10- PJ Harvey: The Hope Six Demolition Project

Cinq ans d’attente pour la suite de l’exceptionnel Let England Shake et ça sonne… relativement comme la suite logique. Parfait comme ça, c’est tout ce qu’il fallait. Construit au fil de nombreuses sessions artistiques improvisées, notamment en public dans un contexte muséal, le résultat est parfois un peu brouillon ou moins cohérent, mais surtout bon. Juste bon. Et c’est tout ce qui compte.

9- Islands: Should I Remain Here at Sea? / Taste

Si le talent de Nick Thorburn ne peut être mis en doute, son manque de constance est parfois un peu plus indéfendable. Alors quand il a annoncé deux nouveau albums simultanés de Islands, j’ai un peu roulé les yeux préemptivement.
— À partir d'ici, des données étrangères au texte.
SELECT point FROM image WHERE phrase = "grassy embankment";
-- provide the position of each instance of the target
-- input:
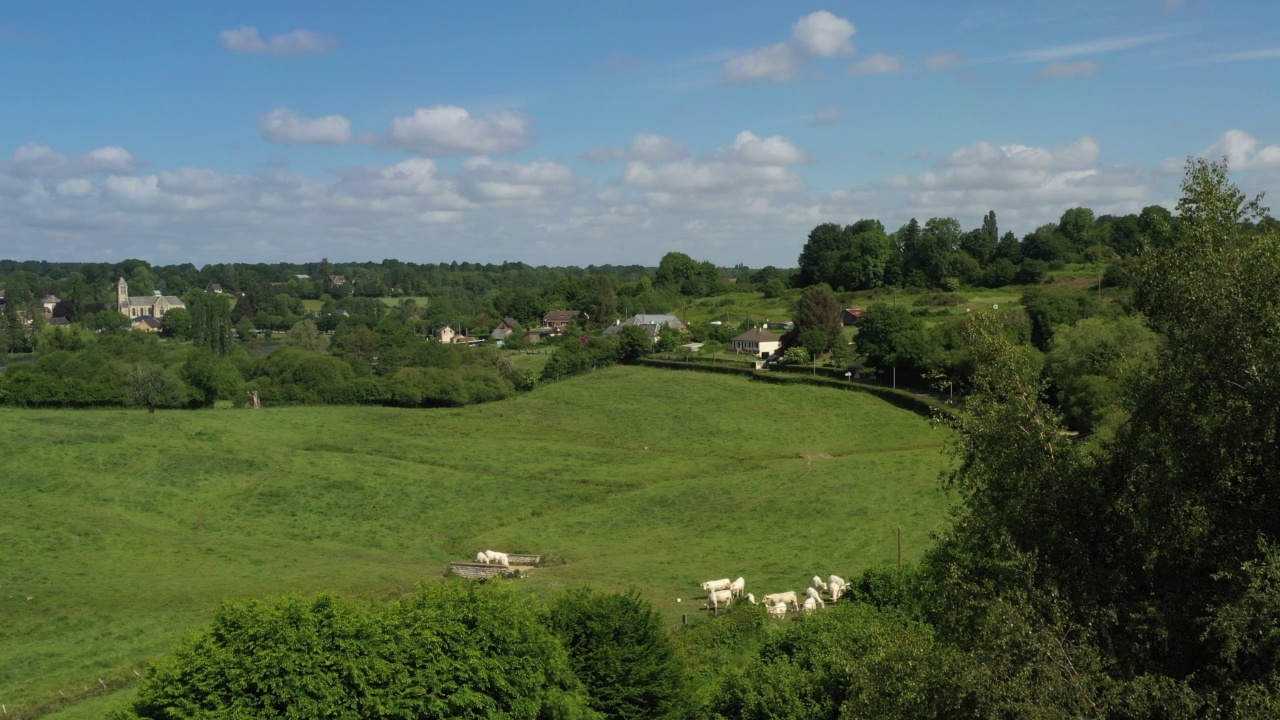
(124, 529)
Surprise; les deux sont excellents. Should I Return to Sea renoue avec succès avec l’esthétique plus folk éclatée de l’excellent Return to the Sea (qui fêtait ses 10 ans cette année), tandis que Taste explore une fusion électro/rock un peu plus droit au but. Peut-être conquis par l’effet surprise, mais aussi par la nostalgie d’une décennie un peu plus naïve, je me suis laissé emporté par la vague et je suis revenu constamment au doublé en cours d’année.

8- The Men: Devil Music

Depuis ses débuts punk noise, The Men prenait un virage folk de plus en plus prononcé qui a culminé l’an dernier avec la parution d’un EP au titre très évocateur de… Campfire songs. Ne pouvant aller plus loin, le groupe a fait cette année un “full circle” pour renouer avec la hargne de ses débuts. Le résultat est un savant mélange du Stooges des beaux jours, de Dead Moon et de classic rock qui, s’il n’est pas le plus original, est oh combien efficace.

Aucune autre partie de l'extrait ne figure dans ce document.